Stable Diffusion 3 is not one model, but a whole family of models, with sizes ranging from 800 million parameters to 8 billion parameters. More parameters result in a higher quality of output, but have the side-effect that images are more expensive and take longer to create. Versions of the model with fewer parameters are better for creating simple images, and versions with more parameters are better suited to creating higher quality or more complex images.

How does Stable Diffusion 3 work?

Stable Diffusion 3 uses a diffusion transformer architecture, similar to the one used by Sora. Previous versions of Stable Diffusion—and most current image generation AIs—use a diffusion model. Large language models for text generation, like GPT, use a transformer architecture. Being able to combine the two models is a recent innovation and promises to harness the best of both architectures.

Diffusion models perform well at creating detail in small regions but are poor at generating the overall layout of an image. Conversely, transformers are good at layout but poor at creating detail. So it is likely that Stable Diffusion will use a transformer to lay out the overall picture and then use diffusers to generate patches.

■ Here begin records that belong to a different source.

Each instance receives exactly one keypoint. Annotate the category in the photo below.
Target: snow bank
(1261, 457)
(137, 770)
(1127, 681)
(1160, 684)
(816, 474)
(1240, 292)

That means that we can expect Stable Diffusion 3 to perform better than its predecessors in organizing complex scenes.

The announcement also states that Stable Diffusion 3 uses a technique called flow matching. This is a more computationally efficient way of training models, and creating images from those models, than the current diffusion path technique. That means that the AI is cheaper to create, and images created with the AI are also cheaper to create, resulting in lower costs for the AI.

What are the limitations of Stable Diffusion 3?

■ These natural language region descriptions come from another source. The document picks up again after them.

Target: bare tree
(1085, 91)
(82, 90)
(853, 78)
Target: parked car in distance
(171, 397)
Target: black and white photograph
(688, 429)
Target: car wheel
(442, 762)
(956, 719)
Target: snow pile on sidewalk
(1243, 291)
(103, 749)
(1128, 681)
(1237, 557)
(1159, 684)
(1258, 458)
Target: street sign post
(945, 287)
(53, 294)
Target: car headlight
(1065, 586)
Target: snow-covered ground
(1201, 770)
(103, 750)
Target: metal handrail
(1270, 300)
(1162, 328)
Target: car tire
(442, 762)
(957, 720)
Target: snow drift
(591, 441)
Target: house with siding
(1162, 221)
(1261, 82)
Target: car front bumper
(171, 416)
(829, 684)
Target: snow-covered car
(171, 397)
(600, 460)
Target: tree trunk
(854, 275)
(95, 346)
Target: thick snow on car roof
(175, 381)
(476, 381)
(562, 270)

One of the current limitations of image generation AI is the ability to generate text. Notably, the Stability AI announcement began with an image that included the name of the model, "Stable Diffusion 3". The positioning of the letters in the text is good but not perfect: notice that the distance between the "B" and the "L" in Stable is wider than the distance between the "L" and the "E". Similarly, the two "F"s in Diffusion are too close together. However, overall, this is a noticeable improvement over the previous generation of models.

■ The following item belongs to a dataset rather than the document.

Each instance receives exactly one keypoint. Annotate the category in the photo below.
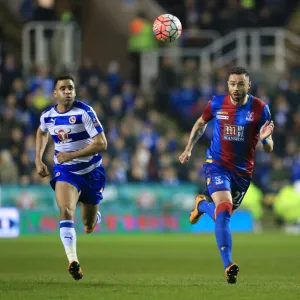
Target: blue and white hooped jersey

Prompt: Epic anime artwork of a wizard atop a mountain at night casting a cosmic spell into the dark sky that says

Prompt: Epic anime artwork of a wizard atop a mountain at night casting a cosmic spell into the dark sky that says "Stable Diffusion 3" made out of colorful energy

Another issue with the models is that because diffusers generate patches of the image separately, inconsistencies can occur between regions of the image. This is mostly a problem when trying to generate realistic images. The announcement post didn't include many realistic examples, but an image of a bus in a city street reveals a few instances of these problems. Notice that the shadow underneath the bus suggests light coming from behind the bus, but the shadow of a building on the street indicates light coming from the left of the image. Similarly, the positioning of the windows in the building at the top right of the image is slightly inconsistent across different regions of the building. The bus also has no driver, though this may be fixable with more careful prompting.


How can I access Stable Diffusion 3?

Stable Diffusion 3 is in an "early preview" state. That means it is only available to researchers for testing purposes. The preview state is to allow Stability AI to gather feedback about the performance and safety of the model before it is released to the public.

You can join the waiting list for access to the AI here.

What are the use cases of Stable Diffusion 3?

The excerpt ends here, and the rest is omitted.